Еще по деду моему, старому камергеру Бригге, видно было, что он носил в себе свою смерть. И какую! Протяженностью в два месяца и до того громкую, что слышно по всей округе.
Длинный старый господский дом был для нее мал. Впору, казалось, пристраивать еще боковые крылья, ибо тело камергера делалось все больше, и он все время требовал, чтобы его переносили из комнаты в комнату, и безмерно гневался, когда к исходу дня не обнаружилось комнаты, где он еще не лежал. Тогда-то целая процессия лакеев, горничных и собак, которых всегда он держал при себе, под водительством дворецкого сопроводила его наверх, в ту комнату, где умерла его досточтимая матушка. Комната стояла в том точно виде, в каком она ее оставила двадцать три года назад, и с той поры никто не переступал порога. И вот туда ввалились всей ватагой. Шторы отдернули, и крепкий летний свет шарил по робкой, вспугнутой мебели, неуклюже тыкался в поспешно обнажаемые зеркала. Люди вели себя ему под стать. Горничные девушки так волновались, что не знали, куда девать руки, молодые лакеи на все глазели, разиня рты, слуги постарше слонялись из угла в угол, припоминая, что было им говорено про запретную комнату, где так счастливо они вдруг очутились.

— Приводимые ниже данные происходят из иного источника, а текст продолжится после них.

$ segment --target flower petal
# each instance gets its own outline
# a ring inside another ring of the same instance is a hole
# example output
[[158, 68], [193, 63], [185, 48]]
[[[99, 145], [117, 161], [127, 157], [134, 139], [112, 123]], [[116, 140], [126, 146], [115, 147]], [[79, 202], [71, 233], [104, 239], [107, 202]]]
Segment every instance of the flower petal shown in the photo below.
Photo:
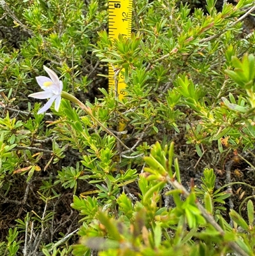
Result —
[[29, 94], [29, 97], [33, 97], [36, 99], [48, 99], [54, 96], [55, 94], [50, 91], [40, 91], [39, 93], [32, 93]]
[[61, 93], [61, 91], [63, 90], [63, 83], [62, 81], [59, 81], [59, 94]]
[[48, 109], [50, 109], [50, 106], [52, 105], [56, 97], [57, 96], [54, 95], [54, 96], [50, 98], [50, 99], [48, 100], [48, 102], [41, 109], [39, 110], [37, 114], [42, 114], [45, 111], [47, 111]]
[[36, 77], [36, 79], [37, 82], [43, 90], [45, 91], [50, 91], [55, 94], [59, 94], [61, 91], [60, 90], [60, 81], [58, 82], [57, 84], [55, 84], [51, 79], [47, 77]]
[[56, 98], [55, 101], [55, 110], [57, 112], [59, 112], [61, 102], [61, 96], [59, 95]]
[[47, 68], [46, 66], [43, 66], [43, 68], [48, 73], [48, 75], [50, 76], [53, 82], [55, 84], [58, 84], [59, 82], [59, 79], [57, 74], [50, 68]]
[[45, 82], [48, 82], [54, 84], [53, 81], [47, 77], [43, 77], [43, 76], [36, 77], [36, 79], [38, 84], [40, 86], [40, 87], [44, 91], [48, 91], [48, 88], [50, 88], [50, 86], [45, 86], [44, 85]]

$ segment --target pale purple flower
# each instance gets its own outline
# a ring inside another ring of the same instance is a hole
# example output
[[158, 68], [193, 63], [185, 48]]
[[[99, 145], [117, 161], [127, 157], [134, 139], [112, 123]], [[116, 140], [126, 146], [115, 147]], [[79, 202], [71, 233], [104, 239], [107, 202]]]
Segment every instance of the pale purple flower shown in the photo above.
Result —
[[39, 110], [38, 114], [41, 114], [50, 109], [55, 101], [55, 110], [59, 111], [61, 101], [61, 92], [63, 89], [63, 84], [57, 77], [57, 74], [50, 68], [43, 66], [44, 70], [48, 73], [50, 79], [47, 77], [36, 77], [36, 81], [44, 91], [35, 93], [29, 94], [29, 97], [36, 99], [49, 99], [48, 102]]

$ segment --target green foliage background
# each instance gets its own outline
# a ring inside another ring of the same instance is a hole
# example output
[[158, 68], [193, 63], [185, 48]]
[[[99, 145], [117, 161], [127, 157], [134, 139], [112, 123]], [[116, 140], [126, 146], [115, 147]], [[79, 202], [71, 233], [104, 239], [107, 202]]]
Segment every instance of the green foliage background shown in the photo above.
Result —
[[[134, 1], [131, 37], [115, 41], [106, 1], [0, 2], [1, 255], [254, 255], [249, 198], [246, 218], [227, 209], [212, 163], [201, 188], [181, 185], [178, 150], [254, 147], [255, 33], [243, 21], [255, 2], [216, 2], [205, 13]], [[109, 63], [123, 101], [108, 90]], [[130, 149], [66, 100], [37, 114], [43, 102], [27, 96], [43, 65]]]

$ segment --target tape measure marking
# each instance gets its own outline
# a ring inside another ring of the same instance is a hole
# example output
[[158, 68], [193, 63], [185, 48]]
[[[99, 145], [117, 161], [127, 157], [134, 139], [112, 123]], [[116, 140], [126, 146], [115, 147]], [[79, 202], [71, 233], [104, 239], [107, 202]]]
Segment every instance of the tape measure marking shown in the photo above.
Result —
[[[110, 1], [108, 2], [109, 32], [108, 34], [112, 41], [117, 39], [119, 34], [123, 36], [130, 37], [132, 26], [132, 4], [133, 0]], [[108, 72], [109, 90], [115, 89], [114, 71], [109, 64]], [[125, 96], [126, 84], [123, 75], [119, 74], [117, 93], [118, 98], [122, 100]], [[120, 122], [119, 131], [123, 131], [125, 123]]]

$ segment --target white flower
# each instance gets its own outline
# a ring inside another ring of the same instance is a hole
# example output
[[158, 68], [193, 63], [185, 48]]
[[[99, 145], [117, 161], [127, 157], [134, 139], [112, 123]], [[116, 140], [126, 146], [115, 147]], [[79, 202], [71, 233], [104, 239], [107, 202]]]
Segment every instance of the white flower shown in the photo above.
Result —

Но собаки, кажется, особенно наслаждались комнатой, где каждая вещь пахла по-своему. Длинные тощие русские борзые с любопытством заглядывали за кресла, покачивающейся танцевальной поступью пересекали паркет, вставали на дыбы, как геральдические щитоносцы, и, положив узкие лапы на белые золоченые подоконники, вертели сторожкими, острыми мордами и поглядывали в сад. Маленькие перчаточно-желтые таксики невозмутимо устраивались в просторном шелковом кресле у окна, а жесткошерстый угрюмый легавый пес терся спиною о край золотоногого столика, до дрожи пугая севрские чашки на расписной столешнице.